Methods.— The 2 multicenter, pivotal trials in the PREEMPT: Phase 3 REsearch Evaluating Migraine Prophylaxis Therapy clinical program each included a 24-week randomized, double-blind phase followed by a 32-week open-label phase (ClinicalTrials.gov identifiers NCT00156910, NCT00168428). Qualified patients were randomized (1:1) to onabotulinumtoxinA (155-195 U) or placebo injections every 12 weeks. Study visits occurred every 4 weeks. These studies were identical in design (eg, inclusion/exclusion criteria, randomization, visits, double-blind phase, open-label phase, safety assessments, treatment), with the only exception being the designation of the primary and secondary endpoints. Therefore, the predefined pooling of the results was justified and performed to provide a complete overview of between-group differences in efficacy, safety, and tolerability that may not have been evident in individual studies. The primary endpoint for the pooled analysis was mean change from baseline in frequency of headache days at 24 weeks. Secondary endpoints were mean change from baseline to week 24 in frequency of migraine/probable migraine days, frequency of moderate/severe headache days, total cumulative hours of headache on headache days, frequency of headache episodes, frequency of migraine/probable migraine episodes, frequency of acute headache pain medication intakes, and the proportion of patients with severe (≥60) Headache Impact Test-6 score at week 24. Results of the pooled analyses of the 2 PREEMPT double-blind phases are presented.

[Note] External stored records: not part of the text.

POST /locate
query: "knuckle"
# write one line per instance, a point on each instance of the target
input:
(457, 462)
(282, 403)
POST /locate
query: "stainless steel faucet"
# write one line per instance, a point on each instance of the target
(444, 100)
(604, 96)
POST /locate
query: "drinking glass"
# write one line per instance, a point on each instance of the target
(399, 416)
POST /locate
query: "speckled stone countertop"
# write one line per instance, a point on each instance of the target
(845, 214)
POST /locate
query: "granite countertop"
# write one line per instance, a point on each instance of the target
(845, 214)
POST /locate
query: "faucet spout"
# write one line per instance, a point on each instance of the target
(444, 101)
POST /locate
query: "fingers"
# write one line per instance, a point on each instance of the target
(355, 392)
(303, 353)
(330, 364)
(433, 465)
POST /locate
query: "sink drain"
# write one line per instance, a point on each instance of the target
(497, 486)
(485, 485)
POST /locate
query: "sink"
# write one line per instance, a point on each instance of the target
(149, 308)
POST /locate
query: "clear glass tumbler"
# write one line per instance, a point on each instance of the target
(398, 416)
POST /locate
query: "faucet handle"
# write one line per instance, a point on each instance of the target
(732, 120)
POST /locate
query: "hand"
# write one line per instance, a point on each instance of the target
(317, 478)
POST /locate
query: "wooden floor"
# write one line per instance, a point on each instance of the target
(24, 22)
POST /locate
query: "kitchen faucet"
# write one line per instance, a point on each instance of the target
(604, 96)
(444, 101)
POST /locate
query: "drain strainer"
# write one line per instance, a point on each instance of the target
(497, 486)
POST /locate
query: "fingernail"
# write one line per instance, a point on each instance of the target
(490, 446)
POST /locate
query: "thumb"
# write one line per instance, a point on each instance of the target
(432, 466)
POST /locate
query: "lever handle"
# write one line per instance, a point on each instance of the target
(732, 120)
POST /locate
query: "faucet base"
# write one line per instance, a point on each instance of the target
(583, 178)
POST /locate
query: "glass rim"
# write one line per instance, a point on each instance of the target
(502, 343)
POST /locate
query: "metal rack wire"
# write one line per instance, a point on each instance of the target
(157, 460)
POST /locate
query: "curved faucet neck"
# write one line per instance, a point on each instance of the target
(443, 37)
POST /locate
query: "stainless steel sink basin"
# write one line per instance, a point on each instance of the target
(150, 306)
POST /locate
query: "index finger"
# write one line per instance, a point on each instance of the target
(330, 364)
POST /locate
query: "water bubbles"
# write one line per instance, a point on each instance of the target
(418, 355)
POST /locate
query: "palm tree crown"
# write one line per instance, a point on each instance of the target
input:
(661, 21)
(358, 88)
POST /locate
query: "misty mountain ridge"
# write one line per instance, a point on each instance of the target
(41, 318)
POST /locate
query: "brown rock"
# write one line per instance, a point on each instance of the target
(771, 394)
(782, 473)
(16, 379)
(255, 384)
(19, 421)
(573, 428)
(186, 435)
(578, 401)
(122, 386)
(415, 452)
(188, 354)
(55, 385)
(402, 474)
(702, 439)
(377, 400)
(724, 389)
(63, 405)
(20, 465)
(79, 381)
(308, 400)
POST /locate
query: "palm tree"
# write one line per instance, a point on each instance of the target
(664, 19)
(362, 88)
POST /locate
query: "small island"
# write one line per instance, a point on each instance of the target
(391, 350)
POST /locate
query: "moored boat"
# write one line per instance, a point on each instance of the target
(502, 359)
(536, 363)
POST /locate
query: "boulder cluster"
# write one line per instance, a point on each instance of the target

Results.— A total of 1384 adults were randomized to onabotulinumtoxinA (n = 688) or placebo (n = 696). Pooled analyses demonstrated a large mean decrease from baseline in frequency of headache days, with statistically significant between-group differences favoring onabotulinumtoxinA over placebo at week 24 (−8.4 vs −6.6; P < .001) and at all other time points. Significant differences favoring onabotulinumtoxinA were also observed for all secondary efficacy variables at all time points, with the exception of frequency of acute headache pain medication intakes. Adverse events occurred in 62.4% of onabotulinumtoxinA patients and 51.7% of placebo patients. Most patients reported adverse events that were mild to moderate in severity and few discontinued (onabotulinumtoxinA, 3.8%; placebo, 1.2%) due to adverse events. No unexpected treatment-related adverse events were identified.
Conclusions.— The pooled PREEMPT results demonstrate that onabotulinumtoxinA is an effective prophylactic treatment for chronic migraine. OnabotulinumtoxinA resulted in significant improvements compared with placebo in multiple headache symptom measures, and significantly reduced headache-related disability and improved functioning, vitality, and overall health-related quality of life. Repeat treatments with onabotulinumtoxinA were safe and well tolerated.